I know for myself that when I started doing yoga at home as part of my daily routine, it really did start to have a way bigger impact on how I felt, how I looked, my food cravings, energy levels etc because suddenly I was in control of it and could always find at least 20 minutes to do a short practice, even if I couldn’t fit in an hour and half every day.  I also found that my monkey mind found less excuses over time do not do it, because I couldn’t use the old ‘there is no class that I can make today.’ line with myself.   Yoga became part of my daily habit rather than this activity that I ‘went to classes for’ only when I could fit it in.  I also use yogic breathing practices in my everyday life, like when I need an energy boost or when I start to get a cold, I do 5 minutes of kapilabhati in the morning. I wasn’t doing this until I really developed a home practice regularly. 

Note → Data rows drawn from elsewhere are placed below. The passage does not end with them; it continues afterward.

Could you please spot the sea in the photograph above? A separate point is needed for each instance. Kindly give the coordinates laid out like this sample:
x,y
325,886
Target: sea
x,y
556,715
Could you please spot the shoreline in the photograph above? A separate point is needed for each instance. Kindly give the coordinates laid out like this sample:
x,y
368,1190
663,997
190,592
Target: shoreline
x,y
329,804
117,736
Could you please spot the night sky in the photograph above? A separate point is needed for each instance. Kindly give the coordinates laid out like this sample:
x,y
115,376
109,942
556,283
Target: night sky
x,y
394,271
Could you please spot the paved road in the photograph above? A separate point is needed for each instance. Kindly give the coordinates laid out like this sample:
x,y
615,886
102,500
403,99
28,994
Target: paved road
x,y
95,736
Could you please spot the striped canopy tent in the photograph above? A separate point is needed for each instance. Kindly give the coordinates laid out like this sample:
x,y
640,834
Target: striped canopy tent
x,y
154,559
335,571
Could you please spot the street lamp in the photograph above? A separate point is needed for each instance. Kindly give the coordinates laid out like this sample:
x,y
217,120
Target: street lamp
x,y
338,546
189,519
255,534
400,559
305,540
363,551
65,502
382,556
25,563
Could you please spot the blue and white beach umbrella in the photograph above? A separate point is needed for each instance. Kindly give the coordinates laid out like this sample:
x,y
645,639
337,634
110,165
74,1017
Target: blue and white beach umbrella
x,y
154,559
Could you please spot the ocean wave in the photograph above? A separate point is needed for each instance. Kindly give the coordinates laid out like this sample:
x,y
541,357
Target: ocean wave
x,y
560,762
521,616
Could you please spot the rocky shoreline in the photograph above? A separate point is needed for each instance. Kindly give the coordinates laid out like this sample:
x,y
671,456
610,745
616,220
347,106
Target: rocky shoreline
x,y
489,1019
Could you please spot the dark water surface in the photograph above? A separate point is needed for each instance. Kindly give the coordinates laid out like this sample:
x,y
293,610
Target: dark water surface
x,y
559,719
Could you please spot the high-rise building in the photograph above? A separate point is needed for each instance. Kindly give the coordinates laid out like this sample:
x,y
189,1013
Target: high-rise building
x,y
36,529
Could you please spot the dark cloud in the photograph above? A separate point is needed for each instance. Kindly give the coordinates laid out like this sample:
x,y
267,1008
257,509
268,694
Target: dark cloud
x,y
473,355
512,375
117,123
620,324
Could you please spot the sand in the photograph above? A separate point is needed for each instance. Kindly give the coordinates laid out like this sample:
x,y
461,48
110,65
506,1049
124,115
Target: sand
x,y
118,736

So, at home, My yoga mat is always waiting for me, and after it became a habit, which takes our brain 30 days to solidify, the amount of mental resistance for whipping out my mat really faded away.  I still have days where it’s hard to get moving but I get over the resistance my reminding myself that I have never ONCE regretted making time to practice, but the days where I didn’t do it, I do regret lots of those because I just FEEL so much better afterwards and it’s always worth the time and effort spent.  
The best way to make sure your home practice is a success is to try to set aside 20 minutes at the same time each day to practice, at a time where you are most likely to be able to stick to it.  So if you are a terrible morning person, getting up 30 minutes or more early to do yoga before work isn’t likely going to stick, if your circadian rhythm is just not set up for 6 am starts!  If that’s the case and you are going to do your yoga after work, I recommend starting with a gentle hatha or yin series to wind down the nervous system and have your yoga time do ‘double duty’ to help bust problems falling asleep too. I find that doing too many backbends in the evening tends to really wake me up, so I try to avoid lots of those if I practice after 4pm.
So, even though I have a daily home routine, I still LOVE going to classes and being a student and having the community of practicing with other people.  I try to get to one studio class each week with a great teacher and I find I always learn something new to take back to my home practice.